A Obsidian Entertainment segue como um dos estúdios mais produtivos do grupo, tendo lançado Avowed e Outer Worlds 2 só em 2025, prova de que a aquisição de 2018 continua rendendo pra Xbox. A Playground Games segue transformando o spin-off Forza Horizon numa das maiores franquias da casa, enquanto a inXile trabalha em Clockwork Revolution, RPG de ação ambientado num mundo steampunk vitoriano com mecânica de manipulação do tempo, previsto pra 2027 em Xbox Series e PC.

Do lado de Call of Duty, a estrutura segue robusta, com Infinity Ward, Raven Software, Sledgehammer Games e Treyarch dividindo o trabalho da franquia mais lucrativa da Activision. A Bethesda Game Studios, comprada em 2021, segue dando suporte a Fallout 76 enquanto desenvolve o próximo Fallout e The Elder Scrolls 6, dois dos projetos mais aguardados de toda a indústria.

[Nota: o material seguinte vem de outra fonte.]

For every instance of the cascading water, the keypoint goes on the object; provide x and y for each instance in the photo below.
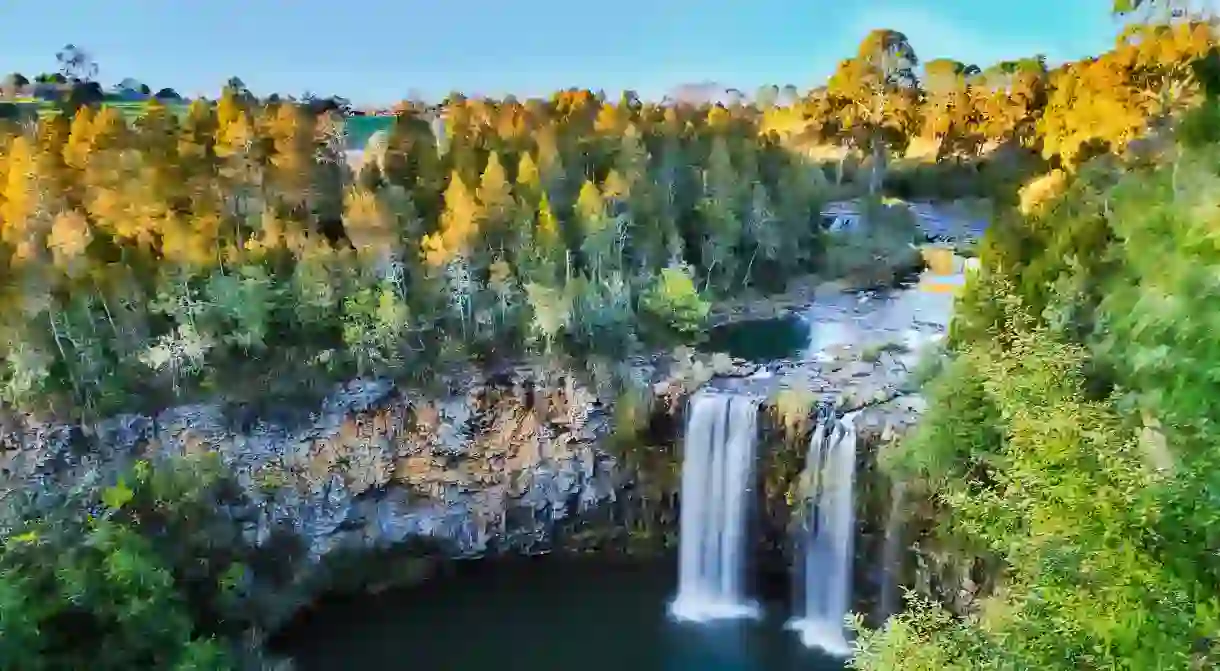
(717, 471)
(826, 582)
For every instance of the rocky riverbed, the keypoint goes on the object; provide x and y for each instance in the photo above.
(519, 460)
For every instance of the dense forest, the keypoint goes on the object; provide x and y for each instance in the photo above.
(1070, 431)
(1070, 442)
(162, 256)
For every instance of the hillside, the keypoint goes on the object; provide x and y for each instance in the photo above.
(530, 284)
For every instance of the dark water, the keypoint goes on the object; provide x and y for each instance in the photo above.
(760, 339)
(539, 615)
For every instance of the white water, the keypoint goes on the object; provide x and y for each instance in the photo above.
(831, 530)
(717, 471)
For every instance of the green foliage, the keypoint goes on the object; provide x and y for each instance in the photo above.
(674, 301)
(1071, 434)
(150, 580)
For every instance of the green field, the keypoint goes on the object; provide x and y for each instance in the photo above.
(360, 128)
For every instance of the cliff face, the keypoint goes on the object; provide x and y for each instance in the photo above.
(520, 461)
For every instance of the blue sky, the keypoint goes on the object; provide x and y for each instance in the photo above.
(378, 50)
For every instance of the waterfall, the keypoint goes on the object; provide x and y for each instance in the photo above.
(830, 532)
(717, 471)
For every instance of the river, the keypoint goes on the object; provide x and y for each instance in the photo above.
(539, 615)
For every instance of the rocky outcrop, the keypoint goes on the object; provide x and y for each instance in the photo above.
(523, 460)
(495, 466)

Vale notar que essa reestruturação, ao contrário do que parece à primeira vista, não é sobre encolher a Xbox como um todo. É sobre concentrar recursos em franquias que já provaram escala global, deixando pra trás o modelo de acumular dezenas de estúdios menores que caracterizou a era dos 4.800 cortes anunciados pela Microsoft. Vale acompanhar se essa aposta em menos projetos, porém maiores, realmente entrega os resultados que a empresa está prometendo internamente.